Elon Computing Sciences


Presentation at Elon Student Undergraduate Research Forum, Spring 2004

Ryan T. Barnard (Professor Joel Hollingsworth), Department of Computing Sciences

Many of man's scientific advances have come from the imitation of the natural world. With lessons learned from nature, researchers are exploring new ideas in the fields of Mathematics and Computer Science.  Ant Colony Optimization (ACO) is a relatively easy approach to finding optimal solutions to difficult (NP-complete) problems.

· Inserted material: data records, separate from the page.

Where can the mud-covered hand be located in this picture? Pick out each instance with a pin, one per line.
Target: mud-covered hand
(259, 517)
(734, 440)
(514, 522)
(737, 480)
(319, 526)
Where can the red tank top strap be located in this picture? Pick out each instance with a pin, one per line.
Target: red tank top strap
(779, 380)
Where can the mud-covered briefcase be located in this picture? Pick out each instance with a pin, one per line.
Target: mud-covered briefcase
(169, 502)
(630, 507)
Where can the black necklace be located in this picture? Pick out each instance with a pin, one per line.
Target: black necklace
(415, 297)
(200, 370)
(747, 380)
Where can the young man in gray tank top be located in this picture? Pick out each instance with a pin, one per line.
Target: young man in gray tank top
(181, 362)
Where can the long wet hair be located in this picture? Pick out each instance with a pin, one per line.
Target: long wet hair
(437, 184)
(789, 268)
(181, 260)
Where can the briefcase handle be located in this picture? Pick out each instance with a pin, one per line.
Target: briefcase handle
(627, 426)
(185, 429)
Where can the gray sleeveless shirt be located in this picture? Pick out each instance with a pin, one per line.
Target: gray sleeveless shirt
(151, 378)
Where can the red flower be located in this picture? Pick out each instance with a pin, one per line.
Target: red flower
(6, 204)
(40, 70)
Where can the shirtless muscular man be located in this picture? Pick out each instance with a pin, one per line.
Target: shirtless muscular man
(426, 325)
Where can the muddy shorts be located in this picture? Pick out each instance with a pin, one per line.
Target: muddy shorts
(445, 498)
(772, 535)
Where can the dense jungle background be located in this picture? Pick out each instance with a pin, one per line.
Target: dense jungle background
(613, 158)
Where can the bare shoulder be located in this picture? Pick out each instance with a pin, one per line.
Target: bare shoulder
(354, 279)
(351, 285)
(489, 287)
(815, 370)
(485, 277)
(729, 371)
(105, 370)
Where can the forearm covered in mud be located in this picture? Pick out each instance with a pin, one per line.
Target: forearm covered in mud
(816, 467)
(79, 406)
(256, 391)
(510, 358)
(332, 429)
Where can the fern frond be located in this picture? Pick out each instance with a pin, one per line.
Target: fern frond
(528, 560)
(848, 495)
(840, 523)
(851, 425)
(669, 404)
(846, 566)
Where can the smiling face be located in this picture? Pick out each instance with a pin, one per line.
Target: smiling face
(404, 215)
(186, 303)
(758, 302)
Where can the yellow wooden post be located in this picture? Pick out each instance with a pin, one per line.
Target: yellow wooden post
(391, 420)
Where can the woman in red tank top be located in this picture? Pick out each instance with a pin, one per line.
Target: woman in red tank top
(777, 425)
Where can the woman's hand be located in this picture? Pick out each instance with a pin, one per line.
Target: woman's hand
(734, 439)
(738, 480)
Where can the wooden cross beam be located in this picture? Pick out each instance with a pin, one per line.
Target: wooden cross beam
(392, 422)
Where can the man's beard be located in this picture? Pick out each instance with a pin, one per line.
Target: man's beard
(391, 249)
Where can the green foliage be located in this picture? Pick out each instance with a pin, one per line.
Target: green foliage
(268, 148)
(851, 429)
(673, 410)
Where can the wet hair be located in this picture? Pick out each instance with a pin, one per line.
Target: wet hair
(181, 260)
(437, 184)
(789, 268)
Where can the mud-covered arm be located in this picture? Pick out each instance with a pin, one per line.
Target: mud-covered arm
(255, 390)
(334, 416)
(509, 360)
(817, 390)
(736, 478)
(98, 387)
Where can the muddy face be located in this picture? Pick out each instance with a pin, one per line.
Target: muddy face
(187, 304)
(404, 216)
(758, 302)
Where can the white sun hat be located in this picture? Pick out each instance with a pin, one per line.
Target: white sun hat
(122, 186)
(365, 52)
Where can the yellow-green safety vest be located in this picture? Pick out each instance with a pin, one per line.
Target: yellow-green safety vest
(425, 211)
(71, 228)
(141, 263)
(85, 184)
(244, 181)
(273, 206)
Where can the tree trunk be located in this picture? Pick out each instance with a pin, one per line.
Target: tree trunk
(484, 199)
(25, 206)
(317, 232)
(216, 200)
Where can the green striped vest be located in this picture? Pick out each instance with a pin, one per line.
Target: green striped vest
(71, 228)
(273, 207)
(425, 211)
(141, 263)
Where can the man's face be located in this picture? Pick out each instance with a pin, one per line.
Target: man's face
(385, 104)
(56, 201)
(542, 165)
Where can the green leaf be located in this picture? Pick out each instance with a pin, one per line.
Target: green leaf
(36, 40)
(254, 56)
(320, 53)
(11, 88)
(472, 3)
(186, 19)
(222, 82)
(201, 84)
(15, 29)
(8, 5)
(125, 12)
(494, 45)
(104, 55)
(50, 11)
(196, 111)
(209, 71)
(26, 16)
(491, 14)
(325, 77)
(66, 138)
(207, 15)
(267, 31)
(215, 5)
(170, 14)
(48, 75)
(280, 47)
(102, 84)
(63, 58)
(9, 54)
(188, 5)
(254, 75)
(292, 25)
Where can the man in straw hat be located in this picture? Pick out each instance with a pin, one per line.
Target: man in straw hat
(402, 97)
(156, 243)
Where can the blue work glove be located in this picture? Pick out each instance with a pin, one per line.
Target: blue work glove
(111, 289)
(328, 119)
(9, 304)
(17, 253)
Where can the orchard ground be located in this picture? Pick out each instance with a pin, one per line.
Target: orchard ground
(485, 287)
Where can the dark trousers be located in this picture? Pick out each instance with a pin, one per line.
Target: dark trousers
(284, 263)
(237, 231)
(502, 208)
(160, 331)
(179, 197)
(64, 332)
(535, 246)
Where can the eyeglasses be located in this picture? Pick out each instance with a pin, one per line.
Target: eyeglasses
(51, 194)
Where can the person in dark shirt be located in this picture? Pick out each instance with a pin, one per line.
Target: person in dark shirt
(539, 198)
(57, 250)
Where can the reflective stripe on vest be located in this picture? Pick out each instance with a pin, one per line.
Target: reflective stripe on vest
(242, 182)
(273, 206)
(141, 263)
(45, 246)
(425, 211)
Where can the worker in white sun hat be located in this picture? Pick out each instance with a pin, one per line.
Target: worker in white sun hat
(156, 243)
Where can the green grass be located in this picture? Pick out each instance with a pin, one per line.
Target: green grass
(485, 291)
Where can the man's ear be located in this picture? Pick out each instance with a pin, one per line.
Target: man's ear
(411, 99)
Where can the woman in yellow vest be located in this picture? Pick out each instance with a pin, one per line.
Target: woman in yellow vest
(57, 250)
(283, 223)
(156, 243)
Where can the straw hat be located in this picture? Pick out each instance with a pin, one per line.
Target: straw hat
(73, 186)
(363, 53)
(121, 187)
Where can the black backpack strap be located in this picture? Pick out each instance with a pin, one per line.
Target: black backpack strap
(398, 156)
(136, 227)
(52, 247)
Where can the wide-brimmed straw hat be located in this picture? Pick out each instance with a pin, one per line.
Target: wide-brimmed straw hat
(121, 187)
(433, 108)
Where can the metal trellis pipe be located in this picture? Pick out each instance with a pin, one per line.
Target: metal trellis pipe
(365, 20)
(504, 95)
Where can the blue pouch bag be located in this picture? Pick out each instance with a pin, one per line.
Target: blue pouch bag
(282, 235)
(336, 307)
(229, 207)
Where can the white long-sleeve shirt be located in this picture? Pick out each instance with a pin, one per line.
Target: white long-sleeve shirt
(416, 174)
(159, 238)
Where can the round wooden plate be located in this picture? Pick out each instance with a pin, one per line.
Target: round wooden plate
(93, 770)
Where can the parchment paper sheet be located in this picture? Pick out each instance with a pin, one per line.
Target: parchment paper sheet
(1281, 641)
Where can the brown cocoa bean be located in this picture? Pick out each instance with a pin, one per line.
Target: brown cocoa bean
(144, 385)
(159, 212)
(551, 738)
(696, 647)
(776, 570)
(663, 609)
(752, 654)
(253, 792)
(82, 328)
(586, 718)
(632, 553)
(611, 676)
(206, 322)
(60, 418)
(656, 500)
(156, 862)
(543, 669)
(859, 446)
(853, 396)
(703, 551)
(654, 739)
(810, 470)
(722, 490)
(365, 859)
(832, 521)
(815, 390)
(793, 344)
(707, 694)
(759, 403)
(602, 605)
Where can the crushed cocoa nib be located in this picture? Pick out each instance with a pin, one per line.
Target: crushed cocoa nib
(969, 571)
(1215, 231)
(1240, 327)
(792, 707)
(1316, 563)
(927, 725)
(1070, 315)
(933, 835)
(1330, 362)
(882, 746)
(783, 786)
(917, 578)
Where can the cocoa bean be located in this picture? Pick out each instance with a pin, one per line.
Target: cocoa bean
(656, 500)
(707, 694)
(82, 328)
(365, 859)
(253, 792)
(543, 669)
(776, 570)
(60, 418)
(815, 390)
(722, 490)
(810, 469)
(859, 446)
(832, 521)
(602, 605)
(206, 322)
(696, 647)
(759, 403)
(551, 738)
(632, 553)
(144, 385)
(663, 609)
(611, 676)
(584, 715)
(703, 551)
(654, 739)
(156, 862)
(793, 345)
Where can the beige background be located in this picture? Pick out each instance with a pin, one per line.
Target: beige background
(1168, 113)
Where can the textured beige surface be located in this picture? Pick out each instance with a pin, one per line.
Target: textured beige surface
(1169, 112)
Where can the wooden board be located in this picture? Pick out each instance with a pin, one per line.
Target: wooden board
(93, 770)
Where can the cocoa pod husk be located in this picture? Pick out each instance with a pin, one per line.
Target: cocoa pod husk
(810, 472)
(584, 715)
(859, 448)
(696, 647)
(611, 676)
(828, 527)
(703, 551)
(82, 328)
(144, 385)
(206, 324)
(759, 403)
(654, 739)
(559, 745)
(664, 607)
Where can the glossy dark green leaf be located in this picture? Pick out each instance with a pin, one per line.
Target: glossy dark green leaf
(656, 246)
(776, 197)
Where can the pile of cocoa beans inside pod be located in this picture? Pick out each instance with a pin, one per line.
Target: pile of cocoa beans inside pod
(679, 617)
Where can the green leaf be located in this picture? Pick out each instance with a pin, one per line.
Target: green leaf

This is done through the simulation of ant colonies, utilizing the emergent intelligent behavior resulting from the interactions of many ants.  A single simulated ant shows very little intelligent decision making skills, but a colony of simulated ants have shown the ability to solve extremely complex problems in a reasonable amount of time. This research, Arbitrarily Extensible Ant Colony Optimization (AEACO), extends ACO techniques to create a new algorithm that is extensible, easily applied to new types of problems, and is almost entirely context independent.
This talk will begin with an introduction to the implementation of the discrete event simulator used to simulate the ant colony. The extensions to ACO in order to achieve AEACO will be developed.  I will show how every problem that can be defined as an n-dimensional adjacency matrix can be solved using my techniques, specifically focusing on food gathering as an example of the capabilities of AEACO. Finally, I will discuss a comparison of various approaches to solving the food gathering problem.